Il chitarrista Mike Mushok aveva garantito un paio d’anni fa che avrebbero fatto un’accurata selezione dei pezzi e possiamo dire che è stato di parola, tanto che alla fine in scaletta trovano posto solo dieci brani, per poco più di mezz’ora di musica. Troppo poco vista la lunga attesa? Forse sì, ma in questo modo ci troviamo di fronte ad un lavoro compatto e con all’interno tutto quanto il vecchio fan degli Staind si aspetta da loro.
Gli armonici incazzati dell’opener “Lowest In Me” s’incastrano alla perfezione tra “Dysfunction” (nota per le nuove leve alla scoperta del nu metal che fu: andate a rispolverare “Mudshovel”) e il già citato “Break The Cycle”, mentre Aaron avrà anche perso i capelli ma non un’oncia del suo talento vocale; “Was Any Of It Real?” com quel sottofondo elettronico avrebbe ben figurato nelle colonne sonore dell’epoca (invecchiate peraltro molto meglio dei film stessi); “In This Condition” getta il guanto agli sfidanti dell’arena post-grunge (dai Seether ai Three Days Grace); e potremmo andare avanti così a oltranza, come i vecchi intorno al fuoco che rievocano i bei tempi andati.
Per non annoiare i lettori più giovani ci soffermiamo quindi sul capitolo ballad, forse il più delicato visto che proprio queste furono la scintilla da cui tutto ebbe inizio: ebbene sia “Here And Now” che “Better Days” ci hanno tutto sommato convinto (più la prima della seconda) con la giusta dose di malinconia di cui Mr. Lewis è da sempre maestro, ma senza scadere nel bieco autocitazionismo o nell’eccesso di melassa occorso a partire da “14 Shades of Grey”, ed evitando altresì di voler compiacere anche la casalinga di Voghera (citofonare David Draiman per referenze).
Chcchè ne dicano loro stessi non sono certo passati di moda, ed anzi proprio in tracce come “Out Of Time” o “Cycle Of Hurting” mostrano, se pur sotto traccia, di saper stare al passo con le nuove leve sempre più abili a mischiare chitarroni ed elettronica (dai Bad Omens agli Spiritbox passando per i Motionless In White), in un gioco di specchi in cui il ruolo di maestro e allievo si confondono.

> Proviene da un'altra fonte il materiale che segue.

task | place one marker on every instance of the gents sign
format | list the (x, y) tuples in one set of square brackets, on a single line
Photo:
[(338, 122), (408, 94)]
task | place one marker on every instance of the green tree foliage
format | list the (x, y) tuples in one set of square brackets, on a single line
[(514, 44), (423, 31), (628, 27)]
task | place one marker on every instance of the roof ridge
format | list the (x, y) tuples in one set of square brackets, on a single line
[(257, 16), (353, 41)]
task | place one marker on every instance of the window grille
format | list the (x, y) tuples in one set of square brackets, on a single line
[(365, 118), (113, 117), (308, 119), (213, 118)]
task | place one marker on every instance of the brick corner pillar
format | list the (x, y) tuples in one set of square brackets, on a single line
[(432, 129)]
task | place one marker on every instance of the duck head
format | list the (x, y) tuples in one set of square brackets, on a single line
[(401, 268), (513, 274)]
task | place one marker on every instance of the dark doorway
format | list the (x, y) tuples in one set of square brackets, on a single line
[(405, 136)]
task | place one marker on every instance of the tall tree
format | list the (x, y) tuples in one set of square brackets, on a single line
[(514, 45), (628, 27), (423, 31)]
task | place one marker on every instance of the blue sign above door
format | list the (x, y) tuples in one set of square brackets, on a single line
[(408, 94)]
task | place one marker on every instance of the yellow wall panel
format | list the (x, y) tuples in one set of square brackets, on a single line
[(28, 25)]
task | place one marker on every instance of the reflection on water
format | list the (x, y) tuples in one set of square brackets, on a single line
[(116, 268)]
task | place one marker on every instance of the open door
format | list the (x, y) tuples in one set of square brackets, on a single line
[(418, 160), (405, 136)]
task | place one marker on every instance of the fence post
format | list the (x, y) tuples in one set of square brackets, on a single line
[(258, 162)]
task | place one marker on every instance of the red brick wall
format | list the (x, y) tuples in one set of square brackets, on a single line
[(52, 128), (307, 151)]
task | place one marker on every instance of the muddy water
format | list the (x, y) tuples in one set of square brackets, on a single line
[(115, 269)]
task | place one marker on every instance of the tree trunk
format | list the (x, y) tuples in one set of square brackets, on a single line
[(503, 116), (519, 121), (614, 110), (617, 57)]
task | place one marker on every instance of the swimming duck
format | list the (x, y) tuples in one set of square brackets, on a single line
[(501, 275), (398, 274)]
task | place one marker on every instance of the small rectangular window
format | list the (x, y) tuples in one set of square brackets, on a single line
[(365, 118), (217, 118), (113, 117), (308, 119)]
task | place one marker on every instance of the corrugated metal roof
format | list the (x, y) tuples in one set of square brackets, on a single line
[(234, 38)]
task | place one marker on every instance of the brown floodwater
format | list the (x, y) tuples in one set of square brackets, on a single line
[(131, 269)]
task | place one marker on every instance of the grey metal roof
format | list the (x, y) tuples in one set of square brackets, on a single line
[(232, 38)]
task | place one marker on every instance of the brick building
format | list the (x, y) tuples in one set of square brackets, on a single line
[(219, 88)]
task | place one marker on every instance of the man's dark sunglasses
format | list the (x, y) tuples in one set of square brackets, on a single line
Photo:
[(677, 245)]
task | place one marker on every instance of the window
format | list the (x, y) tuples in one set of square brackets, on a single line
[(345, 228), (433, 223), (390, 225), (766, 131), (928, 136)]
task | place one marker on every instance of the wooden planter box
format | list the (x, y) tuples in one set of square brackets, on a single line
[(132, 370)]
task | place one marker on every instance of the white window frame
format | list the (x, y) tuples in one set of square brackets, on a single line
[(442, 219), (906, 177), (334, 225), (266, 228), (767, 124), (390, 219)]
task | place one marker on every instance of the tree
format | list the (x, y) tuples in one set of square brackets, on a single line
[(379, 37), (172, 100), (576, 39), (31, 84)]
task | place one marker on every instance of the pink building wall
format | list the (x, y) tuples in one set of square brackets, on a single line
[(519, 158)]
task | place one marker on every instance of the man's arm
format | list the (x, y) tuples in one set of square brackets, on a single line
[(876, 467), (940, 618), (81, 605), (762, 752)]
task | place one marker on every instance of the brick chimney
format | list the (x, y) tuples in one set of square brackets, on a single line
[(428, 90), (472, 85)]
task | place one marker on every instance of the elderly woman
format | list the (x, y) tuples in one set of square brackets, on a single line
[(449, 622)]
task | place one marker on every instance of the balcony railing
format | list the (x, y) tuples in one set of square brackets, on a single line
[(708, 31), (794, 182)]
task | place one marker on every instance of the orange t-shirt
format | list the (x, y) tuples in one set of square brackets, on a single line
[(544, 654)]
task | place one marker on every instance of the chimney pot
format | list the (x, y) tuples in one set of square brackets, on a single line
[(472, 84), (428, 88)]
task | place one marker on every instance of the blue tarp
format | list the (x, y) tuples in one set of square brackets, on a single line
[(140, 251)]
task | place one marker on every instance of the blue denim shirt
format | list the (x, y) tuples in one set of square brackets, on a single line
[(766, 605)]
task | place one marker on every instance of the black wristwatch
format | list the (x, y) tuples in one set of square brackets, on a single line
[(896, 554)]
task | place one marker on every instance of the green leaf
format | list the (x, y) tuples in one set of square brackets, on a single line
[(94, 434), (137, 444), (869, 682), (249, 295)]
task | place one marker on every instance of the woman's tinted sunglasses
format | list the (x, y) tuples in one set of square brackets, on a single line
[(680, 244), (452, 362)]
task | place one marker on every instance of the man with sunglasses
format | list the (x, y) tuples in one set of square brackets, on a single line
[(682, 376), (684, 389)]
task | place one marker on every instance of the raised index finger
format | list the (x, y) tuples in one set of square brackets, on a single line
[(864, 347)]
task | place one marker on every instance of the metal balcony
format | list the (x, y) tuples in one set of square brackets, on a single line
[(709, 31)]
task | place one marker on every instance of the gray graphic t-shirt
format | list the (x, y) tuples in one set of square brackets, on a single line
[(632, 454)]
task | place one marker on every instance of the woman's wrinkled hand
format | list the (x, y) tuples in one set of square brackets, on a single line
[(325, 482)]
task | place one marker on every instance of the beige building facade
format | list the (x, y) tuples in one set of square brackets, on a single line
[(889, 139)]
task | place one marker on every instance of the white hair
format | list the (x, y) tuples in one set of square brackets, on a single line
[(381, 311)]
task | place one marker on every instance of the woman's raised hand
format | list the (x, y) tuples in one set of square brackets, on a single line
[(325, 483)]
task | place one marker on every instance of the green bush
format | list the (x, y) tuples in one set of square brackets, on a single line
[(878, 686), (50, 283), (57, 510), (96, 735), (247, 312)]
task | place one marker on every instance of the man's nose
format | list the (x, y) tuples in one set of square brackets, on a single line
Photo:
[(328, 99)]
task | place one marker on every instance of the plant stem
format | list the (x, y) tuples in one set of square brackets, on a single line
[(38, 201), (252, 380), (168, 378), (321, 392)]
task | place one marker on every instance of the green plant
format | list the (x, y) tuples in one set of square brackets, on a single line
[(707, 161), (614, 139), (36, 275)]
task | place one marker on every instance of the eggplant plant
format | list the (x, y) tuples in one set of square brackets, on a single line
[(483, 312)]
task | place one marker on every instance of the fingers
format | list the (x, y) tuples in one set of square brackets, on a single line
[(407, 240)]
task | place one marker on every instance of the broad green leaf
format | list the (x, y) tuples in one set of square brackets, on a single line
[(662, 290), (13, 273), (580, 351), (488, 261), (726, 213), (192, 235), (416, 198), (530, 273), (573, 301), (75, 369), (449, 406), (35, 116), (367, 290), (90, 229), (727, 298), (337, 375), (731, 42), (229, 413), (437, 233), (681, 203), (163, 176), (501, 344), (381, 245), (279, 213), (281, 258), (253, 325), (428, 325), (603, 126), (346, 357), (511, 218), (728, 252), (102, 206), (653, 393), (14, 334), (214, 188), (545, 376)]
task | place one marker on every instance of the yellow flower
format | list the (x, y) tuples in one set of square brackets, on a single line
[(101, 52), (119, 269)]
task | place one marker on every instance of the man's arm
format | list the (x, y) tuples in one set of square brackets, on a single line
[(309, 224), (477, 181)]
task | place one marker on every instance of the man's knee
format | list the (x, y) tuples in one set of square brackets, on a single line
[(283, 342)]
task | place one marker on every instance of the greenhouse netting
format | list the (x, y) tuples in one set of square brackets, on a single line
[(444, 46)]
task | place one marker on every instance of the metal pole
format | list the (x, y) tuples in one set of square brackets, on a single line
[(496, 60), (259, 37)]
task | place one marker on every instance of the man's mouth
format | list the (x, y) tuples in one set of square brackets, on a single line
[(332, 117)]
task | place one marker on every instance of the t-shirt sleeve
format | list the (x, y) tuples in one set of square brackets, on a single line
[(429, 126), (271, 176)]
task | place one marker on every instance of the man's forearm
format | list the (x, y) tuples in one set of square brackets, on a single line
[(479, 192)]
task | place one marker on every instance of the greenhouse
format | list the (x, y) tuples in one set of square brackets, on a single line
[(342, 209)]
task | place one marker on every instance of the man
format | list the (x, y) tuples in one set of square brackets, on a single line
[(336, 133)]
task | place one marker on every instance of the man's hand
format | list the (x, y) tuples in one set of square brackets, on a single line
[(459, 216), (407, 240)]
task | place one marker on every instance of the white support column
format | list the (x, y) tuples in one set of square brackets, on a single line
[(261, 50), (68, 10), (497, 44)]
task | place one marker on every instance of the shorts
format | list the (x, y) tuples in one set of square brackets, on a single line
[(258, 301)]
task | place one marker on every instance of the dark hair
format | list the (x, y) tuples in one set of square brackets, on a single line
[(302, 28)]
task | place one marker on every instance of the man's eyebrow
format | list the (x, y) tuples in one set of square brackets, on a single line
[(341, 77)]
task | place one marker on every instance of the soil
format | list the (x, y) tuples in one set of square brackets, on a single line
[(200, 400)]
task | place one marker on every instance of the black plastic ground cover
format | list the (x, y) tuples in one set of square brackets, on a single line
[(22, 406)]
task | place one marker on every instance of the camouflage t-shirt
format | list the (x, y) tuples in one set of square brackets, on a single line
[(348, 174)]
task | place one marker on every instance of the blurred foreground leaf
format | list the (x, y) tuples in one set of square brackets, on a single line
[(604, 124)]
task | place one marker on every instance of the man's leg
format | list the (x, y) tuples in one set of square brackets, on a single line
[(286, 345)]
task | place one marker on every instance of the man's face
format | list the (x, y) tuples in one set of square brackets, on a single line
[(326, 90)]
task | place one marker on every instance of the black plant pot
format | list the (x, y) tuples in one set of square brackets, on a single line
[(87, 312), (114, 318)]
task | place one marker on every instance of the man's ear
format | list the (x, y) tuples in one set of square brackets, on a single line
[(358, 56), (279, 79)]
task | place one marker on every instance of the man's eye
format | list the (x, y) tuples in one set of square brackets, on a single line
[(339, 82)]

“Confessions Of The Fallen” non inventa nulla (e anzi, sul finale molla forse un po’ il colpo), ma non è questo che gli si chiede: come una coperta calda, il ritorno degli Staind avvolge le orecchie degli ex (?) ragazzi divenuti adulti rievocando il sound dell’adolescenza, in una sorta di requel che funziona bene come i nuovi capitoli di “Scream”.